Мартинес и Гомес остались одни в комнате, прислушиваясь к торопливым шагам Домингеса, сбегавшего по лестнице. Они обошли вокруг голого манекена. Затем Гомес долго стоял у раскрытого окна и глядел вниз, покусывая губы. Рука его дважды касалась нагрудного кармана сорочки, и каждый раз он отдергивал ее. Наконец он вынул что-то из кармана и, даже не взглянув, протянул Мартинесу.

— Возьми, Мартинес.

— Что это?

Мартинес глядел на сложенную вдвое розовую бумажку с какими-то цифрами и словами. Глаза его расширились от удивления.

— Билет на автобус, отходящий в Эль-Пасо через три недели?

Гомес кивнул. Он не смотрел на Мартинеса. Он смотрел в окно на летнюю ночь.

— Верни его в кассу и получи обратно деньги, — сказал он. — Купи к нашему костюму хорошую белую панаму и бледно-голубой галстук. Сделай это, Мартинес.

— Гомес…

— Молчи. Ну и духота же здесь. Мне надо подышать свежим воздухом.

— Гомес! Я тронут, Гомес…

Дверь комнаты зияла пустотой.

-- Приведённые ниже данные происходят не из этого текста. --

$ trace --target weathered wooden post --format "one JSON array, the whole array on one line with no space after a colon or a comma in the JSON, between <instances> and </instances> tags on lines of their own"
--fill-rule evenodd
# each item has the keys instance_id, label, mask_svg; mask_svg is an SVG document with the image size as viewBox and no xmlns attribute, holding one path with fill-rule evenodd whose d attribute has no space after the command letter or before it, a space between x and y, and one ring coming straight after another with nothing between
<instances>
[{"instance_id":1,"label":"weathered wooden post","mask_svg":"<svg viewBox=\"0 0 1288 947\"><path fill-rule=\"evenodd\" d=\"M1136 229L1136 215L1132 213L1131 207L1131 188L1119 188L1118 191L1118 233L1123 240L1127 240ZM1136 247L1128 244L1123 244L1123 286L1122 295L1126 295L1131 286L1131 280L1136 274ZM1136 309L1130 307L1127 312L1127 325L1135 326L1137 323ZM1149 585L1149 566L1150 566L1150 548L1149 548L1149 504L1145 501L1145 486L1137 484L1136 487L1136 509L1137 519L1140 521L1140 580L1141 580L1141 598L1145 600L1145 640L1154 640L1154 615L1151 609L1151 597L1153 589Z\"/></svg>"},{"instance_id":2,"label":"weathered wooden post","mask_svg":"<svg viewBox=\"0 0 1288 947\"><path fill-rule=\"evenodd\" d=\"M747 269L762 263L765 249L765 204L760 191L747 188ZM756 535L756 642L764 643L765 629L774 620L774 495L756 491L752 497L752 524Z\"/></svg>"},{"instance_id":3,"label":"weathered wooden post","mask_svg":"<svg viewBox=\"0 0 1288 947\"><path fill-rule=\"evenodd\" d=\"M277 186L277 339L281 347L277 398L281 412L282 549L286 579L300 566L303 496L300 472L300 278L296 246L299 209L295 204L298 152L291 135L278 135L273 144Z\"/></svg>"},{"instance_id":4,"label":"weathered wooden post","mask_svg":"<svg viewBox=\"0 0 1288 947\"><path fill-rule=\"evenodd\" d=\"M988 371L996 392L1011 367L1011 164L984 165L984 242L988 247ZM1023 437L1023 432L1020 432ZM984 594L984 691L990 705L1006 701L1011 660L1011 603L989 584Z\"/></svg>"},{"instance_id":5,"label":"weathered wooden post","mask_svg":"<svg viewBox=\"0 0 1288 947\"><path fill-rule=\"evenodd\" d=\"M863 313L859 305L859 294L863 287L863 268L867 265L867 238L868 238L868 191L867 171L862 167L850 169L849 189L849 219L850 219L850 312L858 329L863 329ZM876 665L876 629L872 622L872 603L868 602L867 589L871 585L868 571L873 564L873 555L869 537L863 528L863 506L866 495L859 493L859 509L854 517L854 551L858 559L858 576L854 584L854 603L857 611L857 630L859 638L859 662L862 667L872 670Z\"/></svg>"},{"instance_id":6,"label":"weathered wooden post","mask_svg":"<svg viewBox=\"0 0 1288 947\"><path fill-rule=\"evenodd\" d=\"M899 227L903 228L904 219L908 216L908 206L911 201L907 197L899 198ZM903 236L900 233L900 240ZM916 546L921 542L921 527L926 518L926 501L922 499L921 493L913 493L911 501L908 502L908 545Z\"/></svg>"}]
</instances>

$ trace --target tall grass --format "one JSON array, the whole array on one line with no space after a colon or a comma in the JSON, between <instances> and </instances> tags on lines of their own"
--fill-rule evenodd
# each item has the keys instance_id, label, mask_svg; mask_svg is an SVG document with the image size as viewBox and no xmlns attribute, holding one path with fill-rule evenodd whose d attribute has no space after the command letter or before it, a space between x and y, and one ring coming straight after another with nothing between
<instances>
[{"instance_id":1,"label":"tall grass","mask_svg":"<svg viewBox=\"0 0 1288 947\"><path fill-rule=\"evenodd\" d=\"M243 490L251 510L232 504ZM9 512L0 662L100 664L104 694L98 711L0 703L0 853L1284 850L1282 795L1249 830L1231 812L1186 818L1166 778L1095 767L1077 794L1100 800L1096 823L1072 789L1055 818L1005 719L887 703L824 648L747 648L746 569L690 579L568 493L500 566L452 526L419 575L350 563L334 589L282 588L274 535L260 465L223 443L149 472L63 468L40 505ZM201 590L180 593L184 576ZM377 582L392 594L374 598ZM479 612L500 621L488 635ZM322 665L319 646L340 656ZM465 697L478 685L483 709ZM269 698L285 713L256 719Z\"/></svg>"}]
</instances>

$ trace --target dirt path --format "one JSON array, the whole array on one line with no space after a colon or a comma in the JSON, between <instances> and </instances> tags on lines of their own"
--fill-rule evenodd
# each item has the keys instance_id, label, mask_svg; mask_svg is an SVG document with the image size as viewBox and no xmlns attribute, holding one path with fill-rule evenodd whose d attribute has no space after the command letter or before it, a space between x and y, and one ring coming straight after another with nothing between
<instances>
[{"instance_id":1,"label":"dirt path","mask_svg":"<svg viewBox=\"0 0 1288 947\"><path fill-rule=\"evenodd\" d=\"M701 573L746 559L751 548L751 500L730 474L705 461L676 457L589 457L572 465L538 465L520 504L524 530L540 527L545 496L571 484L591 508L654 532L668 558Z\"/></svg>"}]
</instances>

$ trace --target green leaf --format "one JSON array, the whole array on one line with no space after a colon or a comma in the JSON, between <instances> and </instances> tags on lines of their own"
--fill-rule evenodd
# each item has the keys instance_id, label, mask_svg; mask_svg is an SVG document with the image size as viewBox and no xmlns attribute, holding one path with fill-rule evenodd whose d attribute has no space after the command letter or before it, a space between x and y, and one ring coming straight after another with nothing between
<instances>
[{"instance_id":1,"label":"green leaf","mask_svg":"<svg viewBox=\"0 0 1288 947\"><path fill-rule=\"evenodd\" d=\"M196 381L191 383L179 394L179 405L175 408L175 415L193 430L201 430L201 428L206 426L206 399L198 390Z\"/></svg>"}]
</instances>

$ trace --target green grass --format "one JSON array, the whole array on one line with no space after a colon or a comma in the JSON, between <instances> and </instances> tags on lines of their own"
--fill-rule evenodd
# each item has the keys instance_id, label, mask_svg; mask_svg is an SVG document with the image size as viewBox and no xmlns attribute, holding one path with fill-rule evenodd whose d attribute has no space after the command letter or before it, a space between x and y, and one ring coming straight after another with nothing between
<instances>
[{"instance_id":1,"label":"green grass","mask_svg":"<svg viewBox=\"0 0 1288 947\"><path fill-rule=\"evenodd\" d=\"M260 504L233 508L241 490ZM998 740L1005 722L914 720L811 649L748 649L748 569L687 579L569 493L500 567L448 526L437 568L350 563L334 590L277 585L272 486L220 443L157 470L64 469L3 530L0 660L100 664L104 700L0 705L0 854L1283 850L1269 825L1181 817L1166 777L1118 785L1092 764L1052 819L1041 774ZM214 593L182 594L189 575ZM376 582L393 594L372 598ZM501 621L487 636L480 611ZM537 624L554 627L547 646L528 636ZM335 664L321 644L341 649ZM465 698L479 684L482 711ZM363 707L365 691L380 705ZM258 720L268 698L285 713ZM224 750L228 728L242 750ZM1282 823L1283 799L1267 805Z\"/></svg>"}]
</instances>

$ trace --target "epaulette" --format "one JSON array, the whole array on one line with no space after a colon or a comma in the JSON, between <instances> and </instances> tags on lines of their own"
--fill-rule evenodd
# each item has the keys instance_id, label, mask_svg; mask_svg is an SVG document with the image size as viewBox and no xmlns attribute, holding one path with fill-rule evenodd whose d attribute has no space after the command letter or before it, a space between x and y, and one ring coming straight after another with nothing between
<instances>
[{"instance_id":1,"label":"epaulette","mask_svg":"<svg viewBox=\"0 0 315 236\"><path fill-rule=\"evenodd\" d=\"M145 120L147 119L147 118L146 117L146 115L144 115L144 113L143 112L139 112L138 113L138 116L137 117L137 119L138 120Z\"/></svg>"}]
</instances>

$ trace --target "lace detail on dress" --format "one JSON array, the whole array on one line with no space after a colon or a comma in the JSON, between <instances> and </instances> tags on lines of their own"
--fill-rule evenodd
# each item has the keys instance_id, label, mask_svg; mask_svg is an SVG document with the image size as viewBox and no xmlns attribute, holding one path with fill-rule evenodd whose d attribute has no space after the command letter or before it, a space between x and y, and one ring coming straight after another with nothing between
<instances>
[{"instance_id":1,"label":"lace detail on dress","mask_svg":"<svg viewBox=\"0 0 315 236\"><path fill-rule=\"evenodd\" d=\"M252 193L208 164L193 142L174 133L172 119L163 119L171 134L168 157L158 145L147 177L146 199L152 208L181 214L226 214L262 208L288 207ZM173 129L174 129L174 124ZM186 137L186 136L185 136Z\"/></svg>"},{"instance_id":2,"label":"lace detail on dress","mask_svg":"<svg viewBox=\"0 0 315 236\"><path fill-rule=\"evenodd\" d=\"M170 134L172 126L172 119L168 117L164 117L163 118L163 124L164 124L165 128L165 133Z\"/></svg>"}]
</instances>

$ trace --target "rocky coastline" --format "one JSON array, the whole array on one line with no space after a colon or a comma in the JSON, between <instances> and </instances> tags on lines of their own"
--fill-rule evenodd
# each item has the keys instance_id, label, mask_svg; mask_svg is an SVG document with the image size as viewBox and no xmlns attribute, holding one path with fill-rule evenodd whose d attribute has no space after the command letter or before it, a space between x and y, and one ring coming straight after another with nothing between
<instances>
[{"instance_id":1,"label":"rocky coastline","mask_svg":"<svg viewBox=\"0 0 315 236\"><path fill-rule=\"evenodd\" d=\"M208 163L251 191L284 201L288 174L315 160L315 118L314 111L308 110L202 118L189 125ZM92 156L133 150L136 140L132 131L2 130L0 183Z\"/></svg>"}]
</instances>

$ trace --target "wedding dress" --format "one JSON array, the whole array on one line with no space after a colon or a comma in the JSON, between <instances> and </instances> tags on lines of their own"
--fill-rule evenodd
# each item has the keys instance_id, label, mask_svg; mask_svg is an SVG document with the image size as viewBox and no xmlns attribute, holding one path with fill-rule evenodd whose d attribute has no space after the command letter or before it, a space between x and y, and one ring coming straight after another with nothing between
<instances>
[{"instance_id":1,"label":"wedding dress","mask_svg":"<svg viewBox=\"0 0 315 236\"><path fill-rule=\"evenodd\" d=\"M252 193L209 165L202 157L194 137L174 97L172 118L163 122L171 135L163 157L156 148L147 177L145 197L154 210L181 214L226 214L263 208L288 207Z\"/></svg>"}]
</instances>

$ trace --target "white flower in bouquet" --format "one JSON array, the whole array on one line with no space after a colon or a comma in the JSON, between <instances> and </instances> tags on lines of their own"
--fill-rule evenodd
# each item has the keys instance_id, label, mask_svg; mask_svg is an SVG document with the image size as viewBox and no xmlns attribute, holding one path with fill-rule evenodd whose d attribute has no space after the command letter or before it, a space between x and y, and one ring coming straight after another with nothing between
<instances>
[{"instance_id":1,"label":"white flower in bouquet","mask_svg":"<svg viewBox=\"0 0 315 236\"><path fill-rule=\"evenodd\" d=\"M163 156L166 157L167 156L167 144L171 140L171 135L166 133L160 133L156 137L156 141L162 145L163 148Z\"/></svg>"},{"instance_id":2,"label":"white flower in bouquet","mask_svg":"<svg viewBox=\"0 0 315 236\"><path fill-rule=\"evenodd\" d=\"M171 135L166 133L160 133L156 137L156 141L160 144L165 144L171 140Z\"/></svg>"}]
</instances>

Гомес ушел.

«Красный петух», кафе и коктейль-бар Мики Мурильо был зажат между двумя высокими кирпичными домами и поэтому, будучи узким по фасаду, вынужден был вытянуться вглубь. Снаружи шипел, гас и снова загорался неоновый серпантин вывески. Внутри проплывали мимо окон и снова исчезали в глубине бурлящего ночного бара туманные тени.

Мартинес, приподнявшись на носках, заглянул в светлый глазок размалеванного красной краской окна.

Он почувствовал чье-то присутствие слева от себя и чье-то дыхание справа. Он посмотрел налево, потом направо.

— Мануло! Вильянасул!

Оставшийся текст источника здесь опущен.